Melvin Capital suffers a potential $25 million dollar loss in a single day after Nintendo stock surges
Given that we know Plotkin’s short position is roughly $400 million dollars, a 6.4% drop yields a roughly $25.6 million drop in value. This may not be a huge dent for a fund that manages over $7 billion in total assets, but it’s still a tangible and very visible miscalculation for the fund. Given that short (bearish) positions account for 2.5% of Nintendo’s total outstanding stock, Melvin Capital accounts for a third of the world’s Nintendo bears, that is, a third of the total value bet against the company comes from the same hedge fund.
We must give the disclaimer that purchases and sales of stock are only made public after the fact, so Plotkin’s position may very well have been lessened by some recent sales.
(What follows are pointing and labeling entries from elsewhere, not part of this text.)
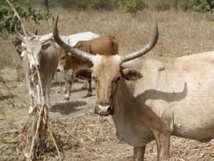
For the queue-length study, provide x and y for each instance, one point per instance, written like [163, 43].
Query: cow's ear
[131, 74]
[83, 74]
[45, 46]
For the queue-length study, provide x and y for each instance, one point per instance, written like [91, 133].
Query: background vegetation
[8, 22]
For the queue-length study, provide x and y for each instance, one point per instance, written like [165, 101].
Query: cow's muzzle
[104, 109]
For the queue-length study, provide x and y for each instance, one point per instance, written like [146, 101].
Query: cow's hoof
[31, 109]
[89, 94]
[67, 97]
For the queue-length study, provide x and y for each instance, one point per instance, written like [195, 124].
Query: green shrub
[9, 23]
[131, 6]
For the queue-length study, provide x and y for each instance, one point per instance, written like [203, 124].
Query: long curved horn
[147, 48]
[19, 35]
[33, 34]
[65, 46]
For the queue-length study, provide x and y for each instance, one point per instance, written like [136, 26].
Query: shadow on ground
[67, 107]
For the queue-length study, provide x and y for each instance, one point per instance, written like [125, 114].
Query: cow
[152, 98]
[44, 57]
[104, 45]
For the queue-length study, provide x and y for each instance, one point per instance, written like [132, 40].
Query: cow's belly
[194, 119]
[133, 133]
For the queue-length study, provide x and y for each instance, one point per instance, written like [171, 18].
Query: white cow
[70, 40]
[44, 57]
[166, 96]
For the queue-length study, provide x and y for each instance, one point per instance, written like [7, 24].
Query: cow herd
[149, 98]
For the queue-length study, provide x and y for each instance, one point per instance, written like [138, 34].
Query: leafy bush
[9, 23]
[132, 5]
[200, 5]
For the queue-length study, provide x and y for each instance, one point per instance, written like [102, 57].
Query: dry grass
[87, 136]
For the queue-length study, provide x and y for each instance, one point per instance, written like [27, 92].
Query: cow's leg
[70, 83]
[66, 76]
[48, 87]
[85, 85]
[31, 94]
[138, 153]
[162, 141]
[89, 88]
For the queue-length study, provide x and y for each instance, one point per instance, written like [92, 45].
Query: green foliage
[132, 5]
[9, 23]
[200, 5]
[86, 4]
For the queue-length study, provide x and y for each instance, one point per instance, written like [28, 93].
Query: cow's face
[63, 58]
[107, 74]
[34, 53]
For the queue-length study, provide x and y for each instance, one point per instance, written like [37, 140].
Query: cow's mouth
[104, 110]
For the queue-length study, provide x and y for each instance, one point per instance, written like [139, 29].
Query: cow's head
[33, 48]
[63, 59]
[107, 71]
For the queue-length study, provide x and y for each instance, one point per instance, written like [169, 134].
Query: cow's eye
[94, 79]
[116, 79]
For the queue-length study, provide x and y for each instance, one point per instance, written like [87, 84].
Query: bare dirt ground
[85, 136]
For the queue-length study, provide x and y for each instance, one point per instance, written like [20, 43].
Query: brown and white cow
[166, 96]
[104, 45]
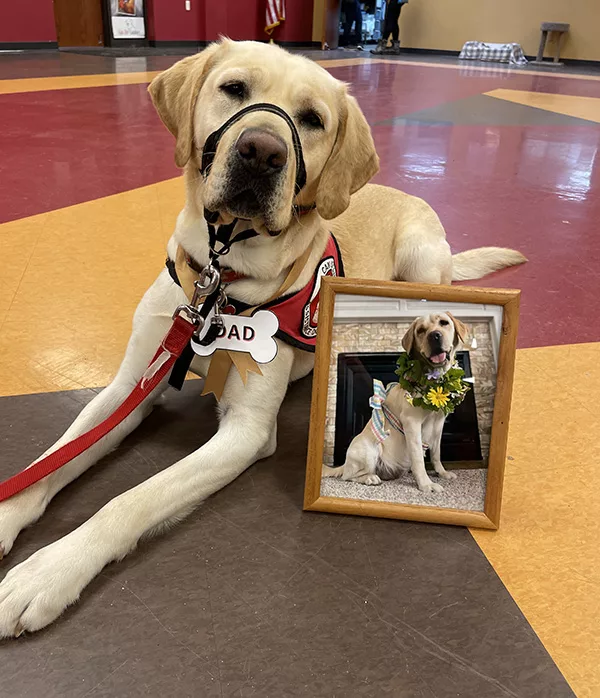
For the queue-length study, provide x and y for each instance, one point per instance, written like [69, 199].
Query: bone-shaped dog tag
[252, 334]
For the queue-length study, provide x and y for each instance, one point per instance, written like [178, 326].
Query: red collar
[228, 276]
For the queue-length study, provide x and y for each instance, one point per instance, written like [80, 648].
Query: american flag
[275, 14]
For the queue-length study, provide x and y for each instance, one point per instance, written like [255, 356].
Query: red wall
[168, 20]
[27, 20]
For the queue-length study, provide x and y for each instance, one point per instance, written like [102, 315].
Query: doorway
[79, 23]
[335, 25]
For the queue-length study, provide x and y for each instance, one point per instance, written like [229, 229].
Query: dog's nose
[262, 153]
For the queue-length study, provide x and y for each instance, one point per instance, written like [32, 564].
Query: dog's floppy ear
[460, 329]
[174, 94]
[409, 338]
[352, 163]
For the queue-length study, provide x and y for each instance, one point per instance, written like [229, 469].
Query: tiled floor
[250, 596]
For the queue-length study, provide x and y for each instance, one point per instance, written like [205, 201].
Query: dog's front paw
[37, 591]
[17, 513]
[429, 487]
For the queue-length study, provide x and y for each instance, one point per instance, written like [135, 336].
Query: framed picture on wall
[411, 401]
[127, 19]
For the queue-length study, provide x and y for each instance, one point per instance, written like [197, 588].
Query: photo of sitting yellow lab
[408, 416]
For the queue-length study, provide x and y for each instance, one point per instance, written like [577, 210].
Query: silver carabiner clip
[207, 283]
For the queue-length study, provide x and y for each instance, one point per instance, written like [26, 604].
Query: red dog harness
[297, 312]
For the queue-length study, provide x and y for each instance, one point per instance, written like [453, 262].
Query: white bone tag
[253, 335]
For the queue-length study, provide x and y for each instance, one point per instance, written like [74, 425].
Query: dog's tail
[333, 472]
[473, 264]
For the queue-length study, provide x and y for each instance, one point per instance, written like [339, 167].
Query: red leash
[172, 345]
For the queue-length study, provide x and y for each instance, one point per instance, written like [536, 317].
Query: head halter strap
[210, 147]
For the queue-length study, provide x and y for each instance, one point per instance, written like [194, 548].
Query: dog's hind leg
[332, 472]
[414, 446]
[38, 590]
[422, 257]
[151, 323]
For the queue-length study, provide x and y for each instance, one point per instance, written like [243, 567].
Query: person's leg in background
[390, 26]
[348, 11]
[353, 16]
[395, 27]
[358, 24]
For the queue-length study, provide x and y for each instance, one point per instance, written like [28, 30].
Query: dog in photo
[383, 452]
[252, 178]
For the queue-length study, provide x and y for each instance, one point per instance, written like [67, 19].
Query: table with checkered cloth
[501, 53]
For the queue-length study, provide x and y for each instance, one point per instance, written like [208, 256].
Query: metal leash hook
[207, 284]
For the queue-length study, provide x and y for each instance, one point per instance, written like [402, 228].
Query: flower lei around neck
[431, 389]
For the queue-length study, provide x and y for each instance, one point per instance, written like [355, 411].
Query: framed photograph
[127, 19]
[411, 401]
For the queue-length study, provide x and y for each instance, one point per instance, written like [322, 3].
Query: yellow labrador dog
[433, 340]
[253, 176]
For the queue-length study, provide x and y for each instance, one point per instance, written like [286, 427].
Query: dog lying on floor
[253, 177]
[392, 440]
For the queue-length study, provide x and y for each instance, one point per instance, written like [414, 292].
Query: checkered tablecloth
[501, 53]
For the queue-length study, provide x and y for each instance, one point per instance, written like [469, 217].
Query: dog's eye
[234, 89]
[311, 119]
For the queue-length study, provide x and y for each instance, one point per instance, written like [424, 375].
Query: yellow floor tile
[546, 550]
[580, 107]
[70, 82]
[79, 311]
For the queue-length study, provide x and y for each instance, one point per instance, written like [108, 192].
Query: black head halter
[212, 142]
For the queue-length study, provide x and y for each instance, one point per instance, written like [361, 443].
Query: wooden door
[79, 23]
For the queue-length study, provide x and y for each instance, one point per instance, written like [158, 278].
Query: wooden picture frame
[506, 329]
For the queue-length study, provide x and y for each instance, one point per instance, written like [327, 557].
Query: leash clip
[208, 283]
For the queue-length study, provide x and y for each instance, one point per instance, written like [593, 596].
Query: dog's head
[253, 173]
[433, 339]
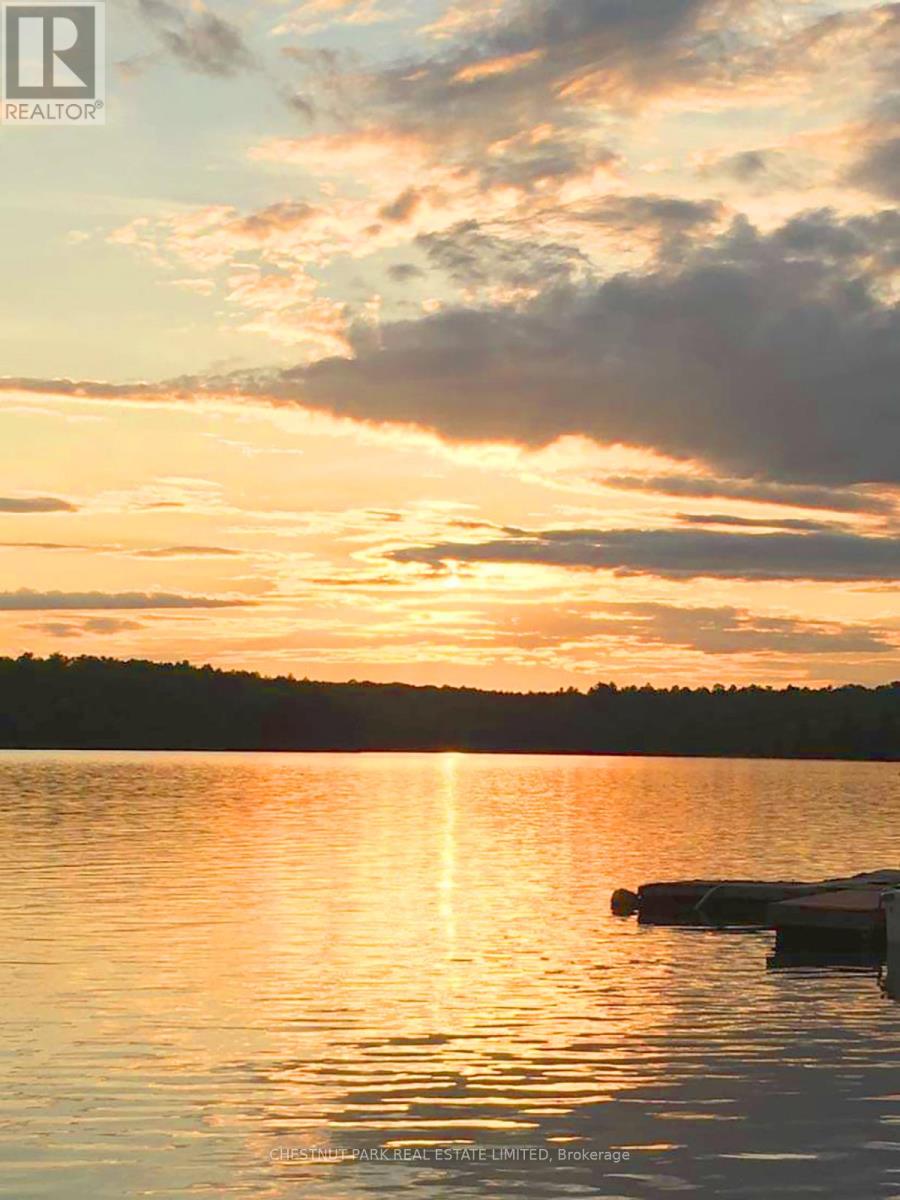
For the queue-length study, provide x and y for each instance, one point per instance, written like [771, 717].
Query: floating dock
[832, 918]
[827, 912]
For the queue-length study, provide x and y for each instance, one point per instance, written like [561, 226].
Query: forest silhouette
[107, 703]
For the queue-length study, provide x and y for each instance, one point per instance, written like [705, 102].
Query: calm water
[213, 964]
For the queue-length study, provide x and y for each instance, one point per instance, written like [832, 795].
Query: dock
[835, 918]
[834, 913]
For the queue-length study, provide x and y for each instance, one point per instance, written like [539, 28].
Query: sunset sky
[515, 343]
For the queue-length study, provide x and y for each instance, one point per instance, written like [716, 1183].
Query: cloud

However public trade information shows no such huge volumes traded ahead of the Kyoto-based gamemaker’s earnings yesterday, so its very likely Melvin Capital did, in fact, take a $25+ million dollar paper loss.
Melvin Capital hasn’t ever gone on record publicly stating why they seem to think Nintendo is so overvalued, however, peers in the financial analyst industry seem to think the Switch is running out of steam and have also cited Nintendo’s slow and weak ramp of its online multiplayer platform.
Of somewhat interesting note Plotkin and other hedge fund managers have recently been very interested in microtransactions and companies taking advantage of them. Nintendo has received flack for not capitalizing on microtransactions while companies like Electronic Arts have made it their primary business model. Melvin Capital, has an almost $300 million long position in EA (NASDAQ:EA).
Unfortunately for them, EA prices have slid almost 20% in the last week after a disappointing earnings statement. If Melvin Capital hadn’t divested any shares ahead of earnings, their loss for this would be $60 million itself.